Forum international sur le soixantenaire de la presse algérienne : «Bâtir un nouveau système médiatique, une urgence»

Madjid Makedhi, El Watan, 2 juillet 2022

Les participants exigent la promulgation rapide d’une loi sur la publicité pour définir les critères commerciaux de sa distribution transparente aux entreprises de presse.

Les participants au Forum international sur le soixantenaire de la presse algérienne 1962-2022, organisé mercredi et jeudi derniers à Alger, ont été unanimes à faire ce constat : le système médiatique algérien traverse une crise complexe et multiforme. «Il est donc obligatoire de penser à bâtir une nouvelle politique médiatique et un nouveau système en mesure de faire face aux défis actuels et futurs», plaident les enseignants et les professionnels ayant pris part à cette rencontre, initiée par l’université Alger 3 et la revue algérienne de la communication.

Ce Forum a émis 10 recommandations urgentes pour sortir la presse algérienne de cette situation asphyxiante, engendrée par la vision politique, le système législatif et le modèle économique des entreprises de presse. «Il est nécessaire d’enclencher une réflexion sérieuse sur l’édification d’un nouveau système médiatique en phase avec la logique du moment et qui suit le développement exponentiel des technologies de l’information.

Car le système actuel est en crise à tous les niveaux et il est incapable de suivre la transformation numérique, encore moins les développements politiques, tant sur le plan régional qu’international», demandent en premier lieu les participants.

Pour ce faire, ils réclament «le changement du système juridique régissant ce domaine, en vue de garantir l’accès aux sources d’information et améliorer le rendement professionnel des entreprises de presse pour qu’elles puissent recouvrer leur crédibilité auprès du public». «Dans ce sens, il est nécessaire de promulguer une loi spécifique garantissant l’accès aux sources d’information pour assurer le droit constitutionnel du citoyen à l’information», plaident-ils.

Pour réaliser la rupture avec la gestion opaque et en dehors de la loi du système médiatique, les intervenants ont insisté sur «la mise en place de mécanismes d’application des textes législatifs en lien avec la régulation du secteur».

Gestion transparente de la publicité

Les participants ont émis également des propositions pour en finir avec la gestion douteuse de la manne publicitaire.
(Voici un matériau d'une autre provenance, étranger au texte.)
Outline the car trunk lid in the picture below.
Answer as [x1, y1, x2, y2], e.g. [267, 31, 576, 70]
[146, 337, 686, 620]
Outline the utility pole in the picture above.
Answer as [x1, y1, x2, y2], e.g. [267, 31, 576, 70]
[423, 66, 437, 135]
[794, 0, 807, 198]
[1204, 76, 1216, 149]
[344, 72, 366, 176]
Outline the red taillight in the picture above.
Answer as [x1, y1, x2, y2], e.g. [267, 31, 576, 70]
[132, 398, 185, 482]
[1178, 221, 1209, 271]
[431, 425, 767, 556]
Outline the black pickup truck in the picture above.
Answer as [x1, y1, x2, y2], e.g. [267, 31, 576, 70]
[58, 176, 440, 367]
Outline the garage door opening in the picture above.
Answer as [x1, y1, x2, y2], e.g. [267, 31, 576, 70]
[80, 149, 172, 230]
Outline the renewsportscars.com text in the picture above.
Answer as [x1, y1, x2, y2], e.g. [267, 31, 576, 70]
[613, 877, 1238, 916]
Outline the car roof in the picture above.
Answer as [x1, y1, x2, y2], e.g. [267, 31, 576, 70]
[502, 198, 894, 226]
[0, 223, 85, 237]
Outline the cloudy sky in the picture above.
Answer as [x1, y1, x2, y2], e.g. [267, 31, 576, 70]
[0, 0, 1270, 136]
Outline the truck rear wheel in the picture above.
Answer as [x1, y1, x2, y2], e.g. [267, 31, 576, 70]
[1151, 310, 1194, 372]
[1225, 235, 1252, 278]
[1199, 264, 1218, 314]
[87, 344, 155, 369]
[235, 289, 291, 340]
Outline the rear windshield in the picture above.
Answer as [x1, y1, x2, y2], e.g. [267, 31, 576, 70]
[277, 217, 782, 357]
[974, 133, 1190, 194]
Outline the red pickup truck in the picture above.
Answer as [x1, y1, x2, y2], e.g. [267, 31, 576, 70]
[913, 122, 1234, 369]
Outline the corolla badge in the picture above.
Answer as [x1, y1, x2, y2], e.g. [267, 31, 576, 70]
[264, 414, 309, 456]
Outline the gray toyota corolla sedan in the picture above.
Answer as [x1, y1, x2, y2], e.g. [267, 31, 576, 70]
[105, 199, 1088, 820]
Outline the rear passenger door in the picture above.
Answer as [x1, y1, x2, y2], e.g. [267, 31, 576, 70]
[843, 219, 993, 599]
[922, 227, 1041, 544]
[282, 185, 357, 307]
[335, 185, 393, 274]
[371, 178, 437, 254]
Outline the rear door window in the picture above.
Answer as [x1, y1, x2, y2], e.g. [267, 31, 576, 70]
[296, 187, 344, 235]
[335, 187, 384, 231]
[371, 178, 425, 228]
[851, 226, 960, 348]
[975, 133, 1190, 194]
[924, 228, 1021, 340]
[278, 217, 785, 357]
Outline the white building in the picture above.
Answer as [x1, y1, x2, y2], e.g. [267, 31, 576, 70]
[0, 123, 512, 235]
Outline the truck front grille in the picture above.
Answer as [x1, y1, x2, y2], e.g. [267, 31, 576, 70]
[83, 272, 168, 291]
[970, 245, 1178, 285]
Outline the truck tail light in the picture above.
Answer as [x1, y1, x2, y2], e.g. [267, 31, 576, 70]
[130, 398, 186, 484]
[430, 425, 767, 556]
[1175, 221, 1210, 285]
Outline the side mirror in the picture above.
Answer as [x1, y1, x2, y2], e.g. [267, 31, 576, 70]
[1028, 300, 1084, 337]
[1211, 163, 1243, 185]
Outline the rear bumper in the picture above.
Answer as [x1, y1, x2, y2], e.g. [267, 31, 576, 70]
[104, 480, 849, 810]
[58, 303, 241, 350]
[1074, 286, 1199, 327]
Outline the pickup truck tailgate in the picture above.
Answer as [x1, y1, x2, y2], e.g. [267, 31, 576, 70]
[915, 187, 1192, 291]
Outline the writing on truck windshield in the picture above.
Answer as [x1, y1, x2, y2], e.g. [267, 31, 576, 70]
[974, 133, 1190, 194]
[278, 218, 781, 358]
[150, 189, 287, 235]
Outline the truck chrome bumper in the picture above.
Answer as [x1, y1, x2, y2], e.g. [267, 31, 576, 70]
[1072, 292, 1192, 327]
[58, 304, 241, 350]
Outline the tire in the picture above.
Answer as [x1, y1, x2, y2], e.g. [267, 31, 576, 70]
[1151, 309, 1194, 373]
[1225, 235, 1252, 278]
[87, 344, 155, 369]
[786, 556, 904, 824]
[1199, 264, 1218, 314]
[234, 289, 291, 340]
Ils exigent une promulgation rapide d’une loi sur la publicité pour définir les critères commerciaux de sa distribution transparente aux entreprises de presse.

Dans ce sens, ils suggèrent «la révision et le développement de la politique d’aide à la presse, qui devra être conditionnée par l’efficacité professionnelle et économique». «Et cela dans le but d’édifier des entreprises médiatiques garantissant un réel pluralisme et respectueuses des règles professionnelles et de déontologie», soulignent-ils.

En contrepartie, les entreprises de presse, précisent-ils, doivent «s’engager à réinvestir une partie de l’aide publique dans la formation en continue des journalises». «Comme elles seront tenues de s’engager à revoir leurs stratégies et management pour prétendre à un soutien de l’Etat», conditionnent-ils, réclamant aussi la mise en place d’une nouvelle stratégie pour réussir la transformation numérique des médias, ainsi que la création d’un centre national d’hébergement des informations.